APT41 targets U.S. trade officials with phishing campaigns amid negotiations
APT41, a China-linked threat group, has been conducting targeted phishing campaigns against U.S. trade officials, law firms, think tanks, and academic organizations. The attacks, impersonating U.S. officials and organizations, aim to steal sensitive data related to U.S.-China trade negotiations. The campaigns have been ongoing since at least January 2025, with a surge in activity observed in July and August 2025. The U.S. House Select Committee on China has issued a formal advisory warning about these activities, linking them to a Beijing-led effort to influence policy deliberations. The FBI is investigating these attacks. The phishing emails impersonate U.S. officials, including Rep. John Robert Moolenaar, and organizations such as the U.S.-China Business Council, to trick recipients into opening malicious attachments or links. The attacks exploit software and cloud services to evade detection and exfiltrate data. The goal is to gain an advantage in trade and foreign policy negotiations. The Chinese embassy has denied the allegations, stating that China opposes cyber attacks and cyber crime. APT41 has been linked to various sophisticated campaigns targeting multiple sectors, including logistics, utility companies, healthcare, high-tech, and telecommunications.

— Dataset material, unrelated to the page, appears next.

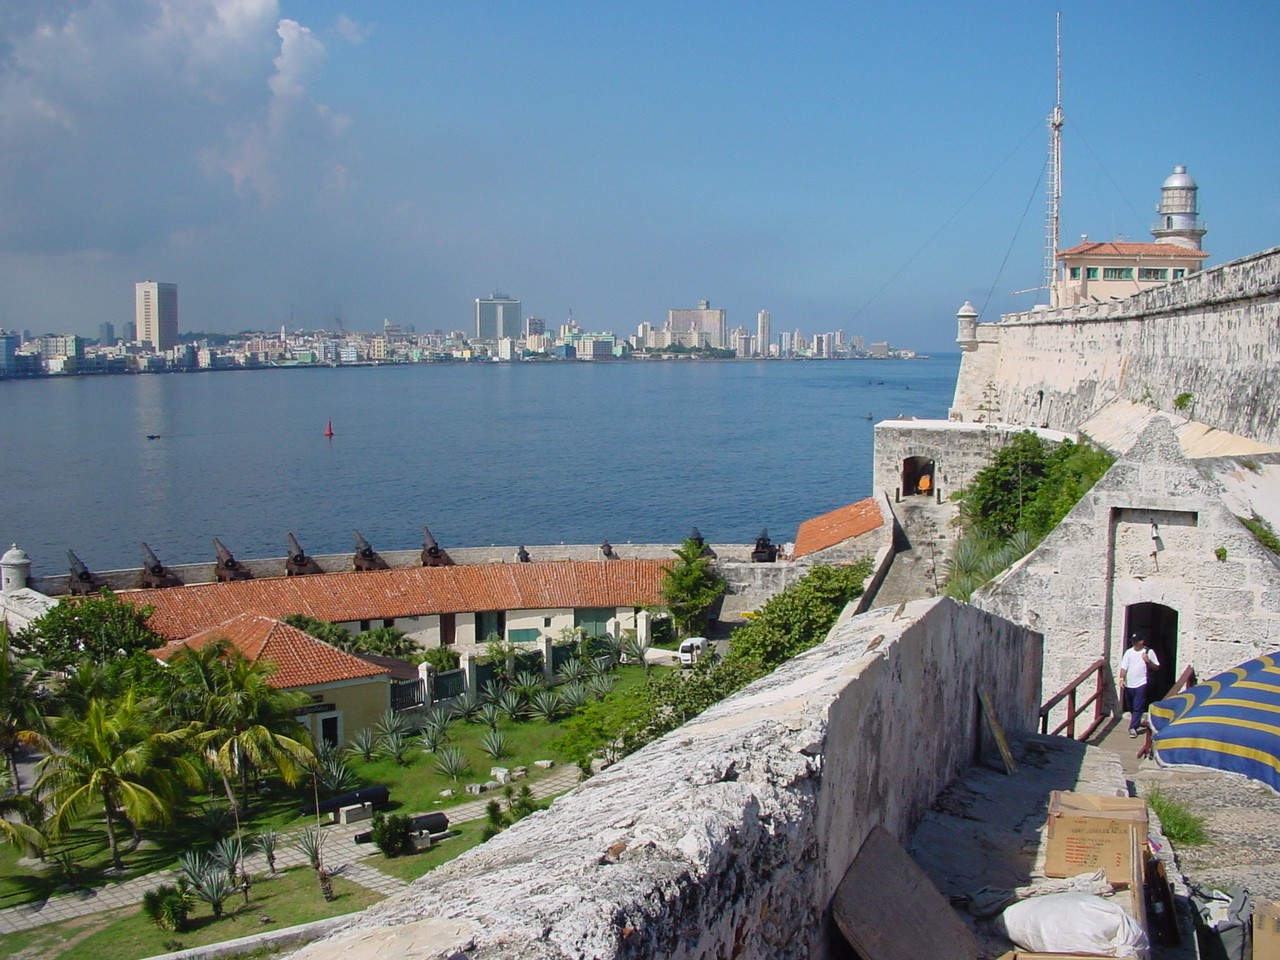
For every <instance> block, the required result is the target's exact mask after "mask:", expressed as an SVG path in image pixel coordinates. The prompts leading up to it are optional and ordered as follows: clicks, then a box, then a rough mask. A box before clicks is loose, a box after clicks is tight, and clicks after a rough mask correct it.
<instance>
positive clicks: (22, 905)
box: [0, 767, 580, 936]
mask: <svg viewBox="0 0 1280 960" xmlns="http://www.w3.org/2000/svg"><path fill="white" fill-rule="evenodd" d="M579 776H580V773H579V769H577V767H556V768H553V769H552V771H550V773H549V774H548V776H545V777H541V778H539V780H538V781H534V782H532V783H530V787H532V791H534V796H536V797H539V799H547V797H552V796H556V795H558V794H563V792H566V791H568V790H572V788H573V787H575V786H577V782H579ZM500 799H502V795H500V794H488V795H481V796H480V797H479V799H476V800H468V801H467V803H465V804H458V805H456V806H448V808H443V809H442V810H440V812H442V813H444V814H447V815H448V818H449V823H451V824H458V823H467V822H468V820H477V819H481V818H483V817H484V815H485V808H486V806H488V805H489V801H490V800H499V801H500ZM421 813H426V812H421ZM367 829H369V822H367V820H366V822H362V823H348V824H342V823H326V824H325V826H324V838H325V841H324V842H325V846H324V861H325V867H328V868H329V869H330V870H332V872H333V873H334V874H335V876H339V877H344V878H347V879H349V881H352V882H355V883H358V884H360V886H362V887H367V888H370V890H374V891H376V892H379V893H385V895H390V893H394V892H397V891H399V890H403V888H404V887H407V886H408V883H406V882H404V881H402V879H399V878H397V877H389V876H388V874H385V873H381V872H380V870H378V869H375V868H374V867H371V865H369V864H365V863H361V861H362V860H365V859H367V858H371V856H374V855H375V854H378V847H375V846H374V845H372V844H356V841H355V837H356V835H357V833H364V832H365V831H367ZM298 833H301V828H298V829H293V831H291V832H289V833H287V835H282V837H280V842H279V845H278V846H276V850H275V869H276V870H285V869H289V868H291V867H301V865H305V864H306V863H307V859H306V856H305V855H303V854H302V851H301V850H298V849H297V847H296V846H294V845H293V838H294V837H296V836H297V835H298ZM246 863H247V864H248V869H250V873H251V874H253V876H262V874H265V873H266V872H268V867H266V858H265V856H262V854H260V852H253V854H250V855H248V856H247V858H246ZM177 876H178V874H177V872H174V870H159V872H156V873H148V874H146V876H142V877H136V878H133V879H129V881H123V882H120V883H110V884H108V886H105V887H97V888H93V890H86V891H79V892H76V893H67V895H64V896H58V897H50V899H49V900H45V901H44V902H40V904H24V905H22V906H10V908H8V909H4V910H0V936H3V934H5V933H17V932H18V931H27V929H32V928H35V927H42V925H45V924H47V923H64V922H67V920H72V919H74V918H78V916H87V915H90V914H96V913H102V911H105V910H119V909H124V908H132V906H134V905H137V904H140V902H141V901H142V895H143V893H146V892H147V891H148V890H151V888H154V887H157V886H160V884H161V883H173V882H174V879H175V878H177Z"/></svg>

Supply Chain Attack on Drift via OAuth Token Theft
A supply chain attack targeted the Drift chatbot, a marketing software-as-a-service product, resulting in the mass theft of OAuth tokens from multiple companies. Salesloft, the parent company, took Drift offline on September 5, 2025, to review and enhance security. Affected companies include Cloudflare, Google Workspace, PagerDuty, Palo Alto Networks, Proofpoint, SpyCloud, Tanium, Tenable, and Zscaler. The threat actor, tracked as UNC6395 and GRUB1, exploited OAuth tokens to access Salesforce data. The attack underscores the risks associated with third-party integrations and the importance of robust security measures in enterprise defenses.